Sylvain Loiseau est de retour avec les Volontaires du Cégep de Sherbrooke.

Volleyball : Sylvain Loiseau de retour à ses anciennes amours

Sylvain Loiseau a les Volontaires tatoués sur le cœur. Son retour à la barre de l’équipe féminine de volleyball du Cégep de Sherbrooke en division 1 était donc naturel.

Celui qui a occupé cette fonction de 2000 à 2013, avant de s’envoler en France pour occuper des fonctions similaires, ne cachait pas son enthousiasme en vue de ce retour à ses anciennes amours.

Sylvain Loiseau a occupé un poste de directeur technique pour le Gruissan Volley Club de 2014 à 2018 et il vient tout juste de prendre sa retraite de l’Université de Sherbrooke, où il avait une charge de cours.

« Le coaching fait partie de mon ADN. Quand j’ai vu que le poste que j’ai occupé au cégep était de nouveau disponible, j’ai commencé à entrevoir la possibilité d’un retour à Sherbrooke. J’ai encore la flamme et le goût de faire profiter les jeunes de mon expérience », a-t-il expliqué à La Tribune, avant son retour en sol québécois.

« C’est un défi intéressant pour moi, dans un milieu et un environnement que je connais très bien, où j’ai évolué pendant 16 ans. Maintenant que j’ai pris ma retraite de l’Université, je peux concentrer mon attention uniquement sur le programme et son développement », a-t-il dit.

Sylvain Loiseau agissait comme directeur technique du Gruissan Volley Club et d’entraîneur-chef de son équipe féminine de volleyball de niveau Nationale 2 (équivalent de semi-professionnelle), et plus récemment, comme conseiller au sein du Club. 

Également, il a été entraineur-chef et conseiller technique pour Volleyball Québec, de 2015 à 2018.

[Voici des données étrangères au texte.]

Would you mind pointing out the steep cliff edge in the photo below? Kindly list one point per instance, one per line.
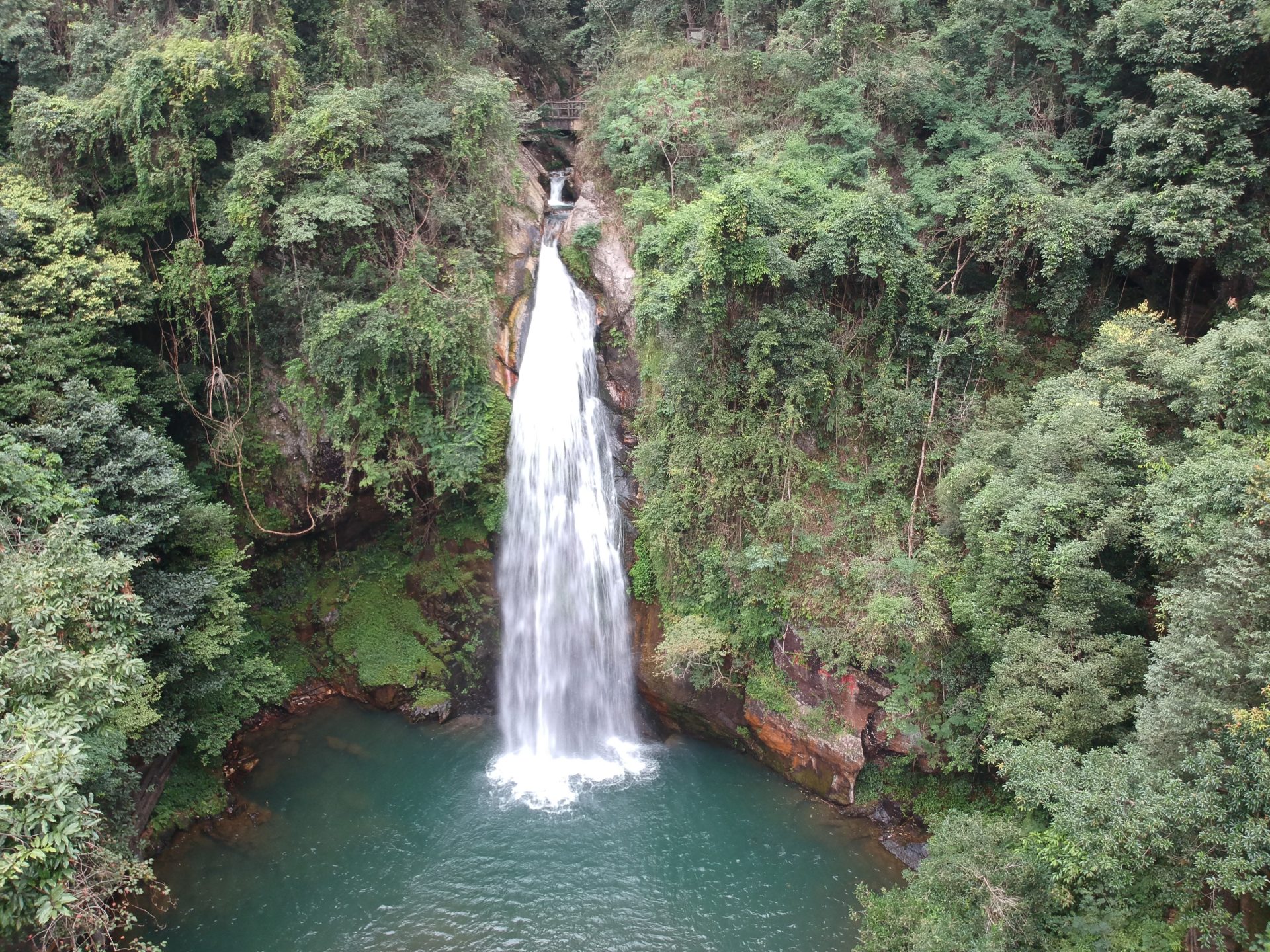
(822, 728)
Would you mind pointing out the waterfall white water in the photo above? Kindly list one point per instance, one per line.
(566, 686)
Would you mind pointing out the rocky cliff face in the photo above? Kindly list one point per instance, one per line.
(520, 229)
(829, 725)
(832, 724)
(832, 727)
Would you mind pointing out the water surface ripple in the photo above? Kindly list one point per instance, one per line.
(388, 837)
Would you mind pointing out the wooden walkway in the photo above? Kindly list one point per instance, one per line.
(562, 114)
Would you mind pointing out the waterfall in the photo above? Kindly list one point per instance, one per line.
(556, 197)
(566, 686)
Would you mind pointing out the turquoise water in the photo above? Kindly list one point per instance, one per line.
(386, 837)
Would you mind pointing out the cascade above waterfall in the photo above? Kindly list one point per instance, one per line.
(566, 684)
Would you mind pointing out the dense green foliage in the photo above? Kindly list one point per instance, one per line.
(247, 259)
(955, 370)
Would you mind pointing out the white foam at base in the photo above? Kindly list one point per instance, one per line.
(544, 782)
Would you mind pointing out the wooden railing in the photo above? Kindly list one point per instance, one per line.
(563, 110)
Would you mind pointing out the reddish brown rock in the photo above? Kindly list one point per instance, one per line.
(850, 724)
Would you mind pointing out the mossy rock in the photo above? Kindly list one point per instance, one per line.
(388, 639)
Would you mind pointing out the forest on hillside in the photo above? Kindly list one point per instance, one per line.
(954, 334)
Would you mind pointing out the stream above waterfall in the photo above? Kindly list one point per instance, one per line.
(381, 836)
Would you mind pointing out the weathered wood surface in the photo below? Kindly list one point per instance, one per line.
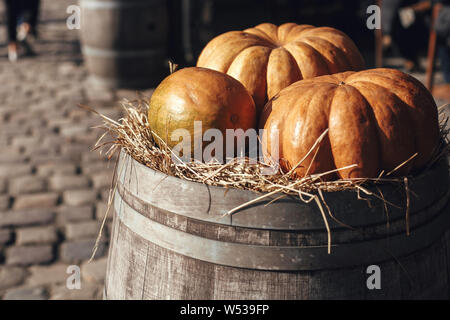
(125, 42)
(157, 253)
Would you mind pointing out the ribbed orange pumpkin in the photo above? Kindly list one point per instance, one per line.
(268, 58)
(376, 118)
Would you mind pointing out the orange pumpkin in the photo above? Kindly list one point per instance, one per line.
(198, 94)
(376, 118)
(268, 58)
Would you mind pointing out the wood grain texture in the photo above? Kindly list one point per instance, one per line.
(139, 268)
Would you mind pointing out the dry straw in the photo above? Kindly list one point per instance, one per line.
(133, 134)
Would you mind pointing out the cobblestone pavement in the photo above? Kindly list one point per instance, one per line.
(53, 190)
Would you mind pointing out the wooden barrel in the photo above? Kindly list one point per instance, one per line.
(171, 240)
(124, 42)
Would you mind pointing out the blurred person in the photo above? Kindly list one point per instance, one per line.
(22, 18)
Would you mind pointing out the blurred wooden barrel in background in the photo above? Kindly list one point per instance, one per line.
(124, 42)
(171, 240)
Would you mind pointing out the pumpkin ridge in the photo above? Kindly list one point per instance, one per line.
(281, 29)
(303, 27)
(357, 61)
(335, 59)
(395, 119)
(422, 116)
(309, 108)
(256, 45)
(318, 55)
(368, 168)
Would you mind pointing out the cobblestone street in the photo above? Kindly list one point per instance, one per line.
(53, 190)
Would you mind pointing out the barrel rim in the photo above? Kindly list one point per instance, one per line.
(287, 217)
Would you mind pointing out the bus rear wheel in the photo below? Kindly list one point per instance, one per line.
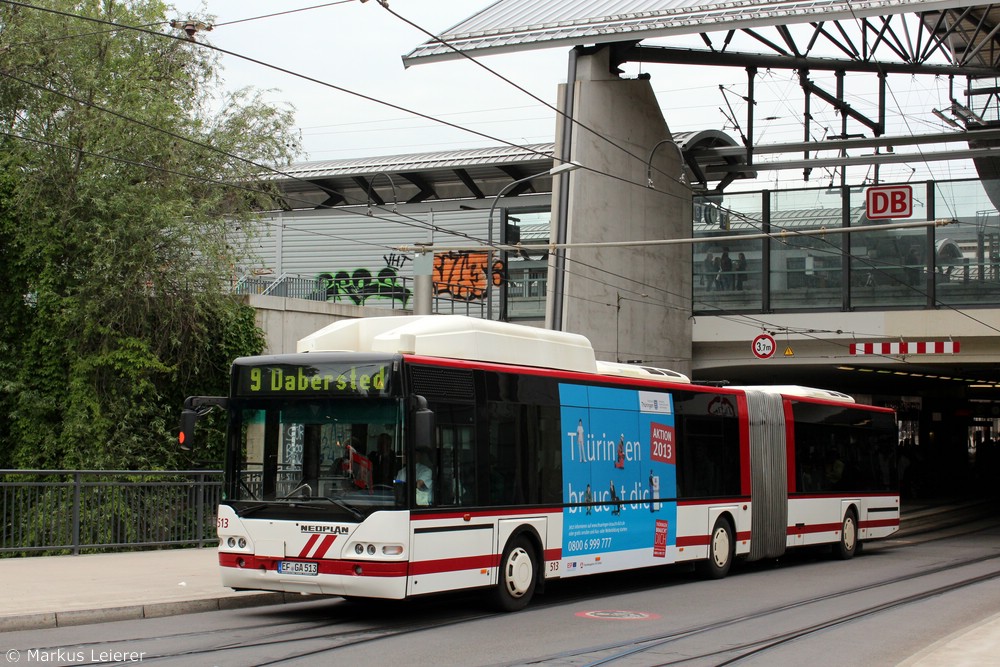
(848, 544)
(721, 550)
(518, 574)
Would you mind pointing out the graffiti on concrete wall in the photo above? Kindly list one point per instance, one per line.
(463, 274)
(460, 274)
(360, 285)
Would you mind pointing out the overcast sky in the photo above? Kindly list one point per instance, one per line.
(359, 47)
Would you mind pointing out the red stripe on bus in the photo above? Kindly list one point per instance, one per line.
(442, 565)
(814, 528)
(713, 501)
(480, 514)
(326, 566)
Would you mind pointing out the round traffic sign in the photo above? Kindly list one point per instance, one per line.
(763, 346)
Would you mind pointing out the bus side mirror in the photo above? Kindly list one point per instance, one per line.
(194, 406)
(423, 428)
(185, 439)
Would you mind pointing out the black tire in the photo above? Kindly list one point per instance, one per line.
(721, 551)
(518, 575)
(848, 544)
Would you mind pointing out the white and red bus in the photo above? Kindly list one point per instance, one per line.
(399, 456)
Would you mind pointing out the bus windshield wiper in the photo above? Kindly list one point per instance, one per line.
(350, 508)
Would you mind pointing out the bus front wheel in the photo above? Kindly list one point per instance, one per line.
(721, 550)
(518, 574)
(847, 545)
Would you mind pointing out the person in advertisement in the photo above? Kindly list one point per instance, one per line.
(607, 478)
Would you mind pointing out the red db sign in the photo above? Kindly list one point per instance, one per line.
(890, 201)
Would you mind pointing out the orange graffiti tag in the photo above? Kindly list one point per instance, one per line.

C’est aussi lui qui a mis en place le programme de volleyball du Collège du Mont Notre-Dame et le programme sport-études en volleyball de l’école secondaire du Triolet.

C’est Jean-Christophe Gagnon qui a pris sa place, lors de son départ.

« J’ai toujours gardé un œil sur l’équipe; je sais que pour l’automne prochain, j’aurai un mélange de recrues et de joueuses d’expérience, mais je n’en sais pas plus. Je dois rencontrer les filles afin de les connaître. Je sais quel genre d’équipe je veux bâtir, en respectant mes valeurs et mon style », a-t-il expliqué.

Outre les Volontaires, Sylvain Loiseau donnera aussi un coup de pouce à l’Envolley et au programme sport-études.

Travailler la pyramide du développement de la discipline est primordial, dit-il.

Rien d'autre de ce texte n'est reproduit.